Tag Archives: writing

W^2 – colorful

W^2 or W squared for Wordless Wednesday, July 12, 2023

For this week’s Wordless Wednesday, I have a closeup of one of our hummingbird feeders and a bonus, a reverse view with a hummingbird.

a hummingbird feeder from inside the house, Wheaton, IL Wednesday July 12, 2023 7:56 AM

Today is the thirty-seventh day of summer break, almost to the halfway mark. Earlier this morning storms rolled through with lightning, thunder, and heavy rain. We need the rain after a very dry spring. The flowers came despite the lack of April showers.

The birds came, too.

Several years ago, I added a few bird feeders to our backyard. It was the summer of ’18 and I was recovering, or rehabilitating, from my first knee replacement surgery. I had been reading the a book Where the Poppies Grow by British author John Lewis-Stempel. I learned about the book while reading a blog post at From Pyrenees to Pennines in one of Margaret’s many blogposts about reading.

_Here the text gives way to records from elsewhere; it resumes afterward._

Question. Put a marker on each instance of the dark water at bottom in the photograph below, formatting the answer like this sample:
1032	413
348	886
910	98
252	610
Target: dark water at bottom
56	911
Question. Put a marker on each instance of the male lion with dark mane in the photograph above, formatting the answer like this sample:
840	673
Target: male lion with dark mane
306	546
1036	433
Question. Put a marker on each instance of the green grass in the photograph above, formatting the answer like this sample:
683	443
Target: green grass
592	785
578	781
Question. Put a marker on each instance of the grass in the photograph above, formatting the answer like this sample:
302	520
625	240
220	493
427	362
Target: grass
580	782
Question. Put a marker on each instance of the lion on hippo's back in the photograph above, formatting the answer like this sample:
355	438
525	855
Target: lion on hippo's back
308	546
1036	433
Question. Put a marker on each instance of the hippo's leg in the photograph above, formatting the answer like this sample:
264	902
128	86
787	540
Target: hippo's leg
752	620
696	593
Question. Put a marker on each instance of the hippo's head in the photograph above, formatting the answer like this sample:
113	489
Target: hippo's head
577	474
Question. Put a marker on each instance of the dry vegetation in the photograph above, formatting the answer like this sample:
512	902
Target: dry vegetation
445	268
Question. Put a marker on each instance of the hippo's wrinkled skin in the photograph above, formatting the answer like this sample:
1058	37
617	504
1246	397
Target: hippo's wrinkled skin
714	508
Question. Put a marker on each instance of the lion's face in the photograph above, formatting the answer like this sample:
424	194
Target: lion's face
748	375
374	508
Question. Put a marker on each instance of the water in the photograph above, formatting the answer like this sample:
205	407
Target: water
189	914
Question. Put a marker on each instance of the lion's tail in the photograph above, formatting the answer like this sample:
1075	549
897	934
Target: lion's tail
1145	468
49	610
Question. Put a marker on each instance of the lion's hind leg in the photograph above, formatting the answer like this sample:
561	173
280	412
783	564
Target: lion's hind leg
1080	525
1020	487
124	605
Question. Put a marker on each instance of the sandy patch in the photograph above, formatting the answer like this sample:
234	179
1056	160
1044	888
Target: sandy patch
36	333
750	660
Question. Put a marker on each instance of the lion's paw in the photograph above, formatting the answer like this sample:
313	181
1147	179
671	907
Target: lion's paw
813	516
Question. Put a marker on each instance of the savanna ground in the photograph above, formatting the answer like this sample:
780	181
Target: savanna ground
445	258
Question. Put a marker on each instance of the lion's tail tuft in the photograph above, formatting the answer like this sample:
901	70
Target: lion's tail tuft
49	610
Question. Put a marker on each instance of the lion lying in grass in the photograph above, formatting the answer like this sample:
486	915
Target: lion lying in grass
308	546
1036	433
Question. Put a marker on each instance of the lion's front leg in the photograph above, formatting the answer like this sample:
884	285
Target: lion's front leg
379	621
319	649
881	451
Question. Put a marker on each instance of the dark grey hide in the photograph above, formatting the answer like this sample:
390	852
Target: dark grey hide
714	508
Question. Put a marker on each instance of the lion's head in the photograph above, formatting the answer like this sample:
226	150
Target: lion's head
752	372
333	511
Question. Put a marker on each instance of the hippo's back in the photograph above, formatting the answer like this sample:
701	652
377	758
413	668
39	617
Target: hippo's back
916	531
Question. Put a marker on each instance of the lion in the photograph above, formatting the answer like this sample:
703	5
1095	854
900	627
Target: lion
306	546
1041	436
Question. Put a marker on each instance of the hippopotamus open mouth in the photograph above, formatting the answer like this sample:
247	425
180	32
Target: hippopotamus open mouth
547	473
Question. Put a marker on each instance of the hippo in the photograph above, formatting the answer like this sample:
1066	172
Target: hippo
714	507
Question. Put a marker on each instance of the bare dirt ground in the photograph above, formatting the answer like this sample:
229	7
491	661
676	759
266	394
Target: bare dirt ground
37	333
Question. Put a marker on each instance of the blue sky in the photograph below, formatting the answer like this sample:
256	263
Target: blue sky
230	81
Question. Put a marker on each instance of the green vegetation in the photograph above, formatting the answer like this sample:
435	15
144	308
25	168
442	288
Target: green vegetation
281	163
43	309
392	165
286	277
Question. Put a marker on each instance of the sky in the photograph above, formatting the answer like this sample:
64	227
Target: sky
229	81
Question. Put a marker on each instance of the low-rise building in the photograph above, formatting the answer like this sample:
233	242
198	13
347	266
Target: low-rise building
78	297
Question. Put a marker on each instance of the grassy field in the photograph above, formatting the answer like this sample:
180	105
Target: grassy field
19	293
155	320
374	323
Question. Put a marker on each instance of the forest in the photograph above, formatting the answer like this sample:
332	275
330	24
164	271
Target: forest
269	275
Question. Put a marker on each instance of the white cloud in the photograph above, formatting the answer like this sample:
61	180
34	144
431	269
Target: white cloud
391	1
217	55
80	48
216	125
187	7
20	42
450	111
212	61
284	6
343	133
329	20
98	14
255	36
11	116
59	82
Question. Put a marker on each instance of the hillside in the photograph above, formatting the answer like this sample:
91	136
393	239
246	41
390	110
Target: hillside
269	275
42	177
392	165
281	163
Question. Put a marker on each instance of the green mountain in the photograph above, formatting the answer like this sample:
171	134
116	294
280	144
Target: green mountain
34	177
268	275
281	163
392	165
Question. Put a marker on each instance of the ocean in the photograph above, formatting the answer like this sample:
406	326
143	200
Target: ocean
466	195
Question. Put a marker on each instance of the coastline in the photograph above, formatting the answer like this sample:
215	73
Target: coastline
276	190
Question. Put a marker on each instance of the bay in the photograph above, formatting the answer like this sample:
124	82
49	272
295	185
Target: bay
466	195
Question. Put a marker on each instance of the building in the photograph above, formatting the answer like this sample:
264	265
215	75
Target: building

Both changed my life. The book and thus the bird feeders and the knee surgeries, in December ’18 I had the other knee replaced. I’ve never looked back. Continue reading W^2 – colorful

W^2 – black and white

W^2 or W squared for Wordless Wednesday, July 5, 2023

For this week’s Wordless Wednesday post I have the early morning moon setting as the sun rises.

moon setting over Lake Margrethe, Grayling, Michigan. July 5, 2023, 6:45 AM

Today is Day 30 of summer break. Time is flying and I am missing my routine. I am an early riser, so I often have the morning to myself to do or not to do. This morning, I was reading other blogs and I was inspired to post a black and white photo from my blogging friend Dawn at Change is Hard.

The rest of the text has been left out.